There are many sites that offer some free views such as dramaFever, goodDrama, hulu, and even youtube. Of course, I'm a drama fanatic since Eastenders (another British soap), although it's been difficult to get that in the States. The Koreans make it easier to view their stuff than the Brits, and I love it all.

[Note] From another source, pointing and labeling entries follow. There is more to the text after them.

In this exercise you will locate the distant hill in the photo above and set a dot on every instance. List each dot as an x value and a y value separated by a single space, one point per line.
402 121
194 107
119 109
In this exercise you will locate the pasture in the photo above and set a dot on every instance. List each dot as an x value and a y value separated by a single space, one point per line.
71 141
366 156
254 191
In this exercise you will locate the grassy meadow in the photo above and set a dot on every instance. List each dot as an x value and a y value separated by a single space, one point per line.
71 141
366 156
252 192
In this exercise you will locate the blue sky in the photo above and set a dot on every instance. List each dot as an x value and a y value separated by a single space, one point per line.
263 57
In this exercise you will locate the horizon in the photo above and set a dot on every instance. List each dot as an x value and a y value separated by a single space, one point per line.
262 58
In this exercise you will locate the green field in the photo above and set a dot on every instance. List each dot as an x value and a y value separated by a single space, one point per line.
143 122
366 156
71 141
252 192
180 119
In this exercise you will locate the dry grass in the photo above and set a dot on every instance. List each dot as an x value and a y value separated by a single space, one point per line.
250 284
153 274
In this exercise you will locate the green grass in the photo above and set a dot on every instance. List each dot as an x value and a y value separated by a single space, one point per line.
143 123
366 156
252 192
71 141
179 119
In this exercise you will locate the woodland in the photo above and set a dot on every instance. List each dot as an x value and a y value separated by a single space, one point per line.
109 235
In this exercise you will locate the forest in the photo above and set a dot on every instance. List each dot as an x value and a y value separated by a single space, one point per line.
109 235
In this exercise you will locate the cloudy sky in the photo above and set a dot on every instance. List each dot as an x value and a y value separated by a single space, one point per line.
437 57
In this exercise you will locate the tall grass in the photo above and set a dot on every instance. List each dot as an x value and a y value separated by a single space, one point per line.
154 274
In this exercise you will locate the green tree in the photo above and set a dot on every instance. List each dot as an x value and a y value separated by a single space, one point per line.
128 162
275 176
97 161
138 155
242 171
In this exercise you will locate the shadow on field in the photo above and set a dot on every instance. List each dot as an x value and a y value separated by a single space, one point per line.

In my blog, I talk a little bit about what it is I love about Korean Drama if your interested: http://www.johnnieruffin.com/blogengine/post/2012/06/22/Whats-so-great-about-Korean-Drama.aspx


----------



## WagsWife (Jan 4, 2013)

I have been reading through the boards, but I wanted to tell you about the Viki.com app for kdramas. The Amazon app store has it for download, and I have been using it almost nonstop since I got my Fire on Christmas!  So far it looks like they offer almost as big of a selection as Drama Fever.


----------



## IloveKindleAV (Nov 1, 2012)

Mercius said:


> I've been watching kdrama on my Kindle Fire more than reading books, which isn't at all disappointing since I'm getting more use out of it than I thought. It doesn't look like drama fever has an app that's compatible yet. I've also been catching a good amount of the older ones on Netflix. But the best site to use with the kindle for the latest in kdrama has been huluplus because they have some of the latest. I hate paying the $7.99 and watching ads, but Fire does have a hulu+ app that works well. Hopefully, dramafever will come out with something soon so we can start watching without commercials.
> 
> Anyway, I'm in the middle of "Full House", the original, and I just finished "IRIS". Anyone else checking out the Kdrama? And, if so, what else are you watching?


Mercius,

I am member of Dramafever and Viki also include Netflix and HuluPlus. I do sometimes watch Kdrama. I currently am watching "Dr. Champ", Vampire Procusetor, To The Beautiful You, Bridal Mask and several other kdramas. . By the way, Happy New Year and good healthy, faith and prosperous!!!


----------